One of the most basic and critical pieces of DREX technology, is to reduce the size of this hardware, since ships such as the DDG 1000 (Figure 1-2) have thousands of subarrays.   Currently, receiver and exciter assemblies, in the higher frequency ranges of X-Band and S-Band, use high performance connectorized component packages to meet requirements.  Increased volume and weight, in addition to the higher costs associated with connectorized packages, cables, and specialized assembly, are all undesired aspects of present receiver and exciter (REX) technologies.  Surface Mount Technology (SMT) can lead to significant savings in size, weight, and cost.  While UHF band  DREX assemblies using SMT technology have proven to be cost effective, achieving similar results at the X-Band and S-Band frequencies requires improved performance from the functional component packages and interconnecting substrates. 

To achieve similar or improved RF performance of DREX assemblies,detailed modeling should be undertaken in the development of this technology.  New package configurations and tight control of assembly features must be  developed to achieve repeatable RF performance.  Particular attention to the SMT assembly process must be considered as well, to ensure acceptable manufacturing yields for new package types, and to achieve acceptable product reliability.

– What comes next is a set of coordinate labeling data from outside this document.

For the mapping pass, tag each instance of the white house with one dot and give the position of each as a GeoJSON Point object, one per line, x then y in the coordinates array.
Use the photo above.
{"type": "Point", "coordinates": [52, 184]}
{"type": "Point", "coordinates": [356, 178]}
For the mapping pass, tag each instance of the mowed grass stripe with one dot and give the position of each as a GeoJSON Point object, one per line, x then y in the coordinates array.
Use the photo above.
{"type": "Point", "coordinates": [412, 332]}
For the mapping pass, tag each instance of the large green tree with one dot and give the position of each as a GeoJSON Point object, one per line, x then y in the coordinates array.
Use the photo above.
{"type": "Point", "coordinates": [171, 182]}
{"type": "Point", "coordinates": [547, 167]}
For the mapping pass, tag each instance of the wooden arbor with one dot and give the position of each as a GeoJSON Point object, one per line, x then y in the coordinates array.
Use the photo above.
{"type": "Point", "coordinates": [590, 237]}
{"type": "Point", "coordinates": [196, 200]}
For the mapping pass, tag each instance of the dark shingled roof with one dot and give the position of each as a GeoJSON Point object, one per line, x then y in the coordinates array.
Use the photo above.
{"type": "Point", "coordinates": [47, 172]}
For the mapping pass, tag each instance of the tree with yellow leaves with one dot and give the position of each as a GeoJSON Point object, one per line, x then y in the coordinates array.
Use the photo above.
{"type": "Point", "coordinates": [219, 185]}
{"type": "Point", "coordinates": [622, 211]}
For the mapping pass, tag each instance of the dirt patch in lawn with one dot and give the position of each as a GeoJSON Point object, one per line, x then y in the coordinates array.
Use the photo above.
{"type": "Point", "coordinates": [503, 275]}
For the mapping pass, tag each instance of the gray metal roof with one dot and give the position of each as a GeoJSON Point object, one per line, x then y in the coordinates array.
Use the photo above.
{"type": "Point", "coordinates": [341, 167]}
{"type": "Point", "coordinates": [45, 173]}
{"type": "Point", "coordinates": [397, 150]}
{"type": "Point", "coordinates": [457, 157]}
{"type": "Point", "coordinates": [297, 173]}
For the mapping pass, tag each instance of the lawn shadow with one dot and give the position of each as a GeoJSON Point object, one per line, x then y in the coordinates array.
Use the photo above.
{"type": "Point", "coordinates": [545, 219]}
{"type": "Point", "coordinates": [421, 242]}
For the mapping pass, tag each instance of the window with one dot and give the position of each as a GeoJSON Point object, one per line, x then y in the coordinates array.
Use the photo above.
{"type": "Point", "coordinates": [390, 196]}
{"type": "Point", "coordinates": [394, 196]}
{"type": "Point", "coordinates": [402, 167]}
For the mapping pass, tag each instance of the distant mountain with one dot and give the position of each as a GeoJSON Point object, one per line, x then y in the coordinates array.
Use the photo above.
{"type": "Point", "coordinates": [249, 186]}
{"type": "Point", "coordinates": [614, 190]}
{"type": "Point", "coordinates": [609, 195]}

Some of the SMT packages currently under consideration for typical low-cost DREX assemblies:

• Land Grid Array (LGA)
  
• Quad Flat No-Lead (QFN)
  
• Dual Row Micro Lead Frame (DRMLF)
  
• Fine Pitch Ball Grid Array (BGA)
  
• Chip Scale Packages (CSP)
  
• Flip Chip

The development of the fabrication and assembly processes for low cost DREX assemblies at the subarray and element level using a distributed architecture for S and X-Band radar applications will be critical for future hardware and targeted for size, weight, and power considerations.  Making optimal use of readily available, low cost, commercial off-the-shelf (COTS) subsystems and components is just as valuable.  Cost reduction goals are envisioned from the use of surface mount techniques on microwave quality, multilayer circuit boards to integrate module and Monolithic Microwave Integrated Circuit (MMIC) functions. 

Similarly, the processes developed to assemble the DREX modules will involve a high level of automation to reduce costs and deliver a consistently high level of quality complying with J-STD-001 class III requirement.

Sound engineering practices dictate initially to review current REX designs and define new DREX architectures having scalable and open interfaces.  Performing a tradeoff and benefit analysis will be also beneficial for this distributed DREX architecture.  In addition, the ability to show the migration of REX architecture from connectorized components to DREX integrated modules with SMT RF components on Multilayer PCBs will be invaluable to the migration to satisfy the need for multiple subarrays.

To undertake the effort of producing DREX assemblies, heavy concentration should be placed on the fabrication and assembly processes for extending surface mount technology to S and X-band frequencies.  Likewise, multilayer boards incorporating microwave compatible materials should be utilized to develop processes capable of providing the etching tolerances and parts placement accuracies required for X-band frequencies.  Producing a top level functional manufacturing process flow should be established detailing the fabrication steps that can accommodate a number of SMT package styles.  PWB design and fabrication must be another major area of concentration.  PTFE-based material for RF functionality and FR4 or polyimide for non-RF functions should also be considered.  Evaluating blind vias, buried vias, standard vias, and via-in-pad for BGAs must be considered in addition to the use of materials compliant with Restriction of Hazardous Substances (RoHS) regulations.  The EMPF will play a key role in such a development and has been a leader in providing technical expertise regarding lead-free strategies to industry for years.  Likewise, the EMPF will provide reliability and quality management services for the SMT components.  Some of the areas where the EMPF’s demo lab factory can directly assist the development of a low-cost DREX module include:

• Evaluation of low underbody clearances on the miniature components and associated cleaning challenges
  
• X-Ray inspection to guarantee compliance to J-STD-001 class III requirements
• Solder paste printing
  
• RoHS compliant impacts on fabrication processes

The EMPF will also target process optimization, cost reduction, and process flow volume using a manufacturing simulation of a DREX subassembly. This simulation is designed to identify process bottlenecks, perform producibility risk analysis, perform plan vs. actual schedule analysis, and facilitate supply chain collaboration.  The simulation can provide a total immersion of personnel at the third party site to analyze and determine the most cost effective LEAN manufacturing techniques for use in the DDG 1000 radar.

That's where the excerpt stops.